Highlights & Insights

  • The "answer→think→answer" template is the core innovation: By producing two answers in one generation, it elegantly solves the problem of how to label "think/no-think" samples during training. It requires no switch tokens, mode heads, or SFT initialization, making training simple and transferable.
  • Confidence early exit is simple yet effective: Instead of training an external classifier, it leverages the model's own token log probabilities at nearly zero cost.
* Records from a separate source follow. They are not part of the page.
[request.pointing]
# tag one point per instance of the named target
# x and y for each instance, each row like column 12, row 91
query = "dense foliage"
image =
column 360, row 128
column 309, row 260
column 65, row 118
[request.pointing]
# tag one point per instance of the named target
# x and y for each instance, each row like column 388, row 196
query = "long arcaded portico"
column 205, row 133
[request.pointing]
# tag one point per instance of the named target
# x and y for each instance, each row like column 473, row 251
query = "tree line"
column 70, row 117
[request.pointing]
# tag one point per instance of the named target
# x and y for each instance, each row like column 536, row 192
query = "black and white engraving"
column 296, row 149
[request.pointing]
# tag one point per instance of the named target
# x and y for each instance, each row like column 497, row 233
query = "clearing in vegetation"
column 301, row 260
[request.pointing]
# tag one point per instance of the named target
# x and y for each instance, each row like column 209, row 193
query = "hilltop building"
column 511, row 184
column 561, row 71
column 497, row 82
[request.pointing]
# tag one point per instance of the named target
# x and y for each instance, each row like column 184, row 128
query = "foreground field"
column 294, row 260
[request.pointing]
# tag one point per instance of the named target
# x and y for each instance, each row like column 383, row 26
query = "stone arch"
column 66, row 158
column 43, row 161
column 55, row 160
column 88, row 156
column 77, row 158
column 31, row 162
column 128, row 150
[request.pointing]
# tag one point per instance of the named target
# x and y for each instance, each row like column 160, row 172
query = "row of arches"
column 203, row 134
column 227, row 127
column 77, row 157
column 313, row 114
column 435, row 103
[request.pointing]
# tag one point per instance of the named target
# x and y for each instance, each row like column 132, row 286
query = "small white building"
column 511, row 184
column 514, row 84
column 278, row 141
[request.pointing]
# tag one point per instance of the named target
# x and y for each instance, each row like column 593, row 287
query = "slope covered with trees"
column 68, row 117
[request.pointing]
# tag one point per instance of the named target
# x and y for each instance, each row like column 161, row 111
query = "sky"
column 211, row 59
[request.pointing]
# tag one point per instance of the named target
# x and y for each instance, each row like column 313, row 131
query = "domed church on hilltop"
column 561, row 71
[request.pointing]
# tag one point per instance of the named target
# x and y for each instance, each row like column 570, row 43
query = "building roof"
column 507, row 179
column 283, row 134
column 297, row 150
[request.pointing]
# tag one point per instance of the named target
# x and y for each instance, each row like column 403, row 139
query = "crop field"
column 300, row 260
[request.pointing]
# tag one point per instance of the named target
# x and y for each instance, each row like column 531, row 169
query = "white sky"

This can be used for any LLM inference optimization.
  • Counter-intuitive insight in video CoT: Systematically proving that CoT is unhelpful or even harmful for most perception tasks is a vital observation for the field—not every task requires System 2 thinking.

Limitations & Future Work

  • Fixed Threshold \(\tau\): Currently uses a single \(\tau=0.97\) for all benchmarks; dynamic thresholds per task might yield better results.
  • Training Token Consumption: Dual-answer rollouts during GRPO require full sequences, making training more expensive than direct answering.
  • Simple Fallback Mechanism: The current fallback string is a fixed text; a more flexible strategy (e.g., progressive reasoning depth) could be an improvement.
  • Generalization: Only validated on Qwen2.5-VL/Qwen3-VL architectures.
  • vs Video-R1: Video-R1 forces CoT for all, averaging 386 tokens and 61.8% on VideoMME; VideoAuto-R1 reaches 67.3% with only 44 tokens, winning in both efficiency and accuracy.
  • vs AdaptThink: AdaptThink trains binary mode-switching for text-math tasks, requiring balanced data. VideoAuto-R1 avoids this with the dual-answer paradigm.
  • vs R-4B (Image domain auto-thinking): R-4B uses dual-mode policy optimization with SFT+RL; Ours is simpler as it does not require SFT.

Rating

  • Novelty: ⭐⭐⭐⭐⭐ The answer-think-answer paradigm is a fresh auto-thinking design.
  • Experimental Thoroughness: ⭐⭐⭐⭐⭐ Covers Video QA, grounding, and image reasoning with detailed ablations.
  • Writing Quality: ⭐⭐⭐⭐⭐ Strong motivation backed by counter-intuitive data (Table 1).
  • Value: ⭐⭐⭐⭐⭐ Simultaneous breakthrough in efficiency and accuracy with a reusable paradigm.